India’s conflict with China requires US intervention, says US Threat Assessment Report | News from India

WASHINGTON: India-China relations “to remain tense” in wake of lethal confrontation of countries in 2020, with “elevated risk of armed confrontation … which could pose direct threats to American people and interests,” calling for intervention of the United States, said an annual US intelligence threat assessment released Wednesday.

Outlining the two-pronged challenge facing New Delhi, the assessment also warned of the risk of an “escalation cycle” between India and Pakistan, arguing that India, under the leadership of Prime Minister Narendra Modi, is “more likely in the past to respond with military force to perceived or real Pakistani provocations”.
The brief section on India-Pakistan, however, said that New Delhi and Islamabad “are likely to reinforce the current calm in their relations” following the renewal of a ceasefire by both sides along the Line of Control at all. beginning of 2021, while noting that “Pakistan has a long history of supporting anti-Indian militant groups.”
“Both sides’ perceptions of heightened tensions raise the risk of conflict, with violent unrest in Kashmir or a militant attack in India as potential flashpoints,” the assessment said.
While there was an element of a positive projection regarding India-Pakistan ties, the prognosis regarding China was bleak, both in the case of New Delhi and Washington’s ties with Beijing. The 40-page report noted that previous clashes between China and India have shown that persistent low-level friction at the Line of Effective Control (LAC) has the potential to escalate rapidly.

The fact that India was positioned in a difficult neighborhood was evident in the section of the report on potential interstate conflicts, where apart from a preamble mentioning the war in Ukraine, two of the three clashes deserving “the immediate attention of the United States” they concerned India, with the Azerbaijan-Armenia confrontation the only other mentioned.
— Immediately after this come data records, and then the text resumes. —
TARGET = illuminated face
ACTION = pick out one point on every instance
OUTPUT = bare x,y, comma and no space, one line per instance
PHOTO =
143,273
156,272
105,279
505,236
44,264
There was hardly any mention of numerous other conflicts in Asia and Africa.
The assessment was heavy on tensions between China and the United States, with Beijing and Moscow attracting the most attention. There were nearly 100 mentions each of China and Russia, and only five of terrorism, a topic that has animated geopolitical discourse for nearly 30 years.
“The strategic competition between the United States and its allies, China and Russia over what kind of world will emerge makes the coming years key to determining who and what will shape the narrative perhaps most immediately in the context of Russia’s actions in Ukraine, which threaten to escalate into a broader conflict between Russia and the West,” the report said.

In a hearing before a US Senate committee on the report, Director of National Intelligence Avril Haines said China believes it can achieve its goals of dominating its region and expanding its global reach “only to expenditures of United States power and influence”.
While the intelligence assessment said Beijing is in cahoots with Moscow in an effort to undermine Washington’s global influence, Haines suggested the partnership was opportunistic and did not see them “becoming allies, .. the way we are with allies in NATO.”
“China, which is increasingly challenging the United States economically, technologically, politically and militarily around the world, remains our unprecedented priority,” Haines said in his testimony, reflecting the assessment’s emphasis on China.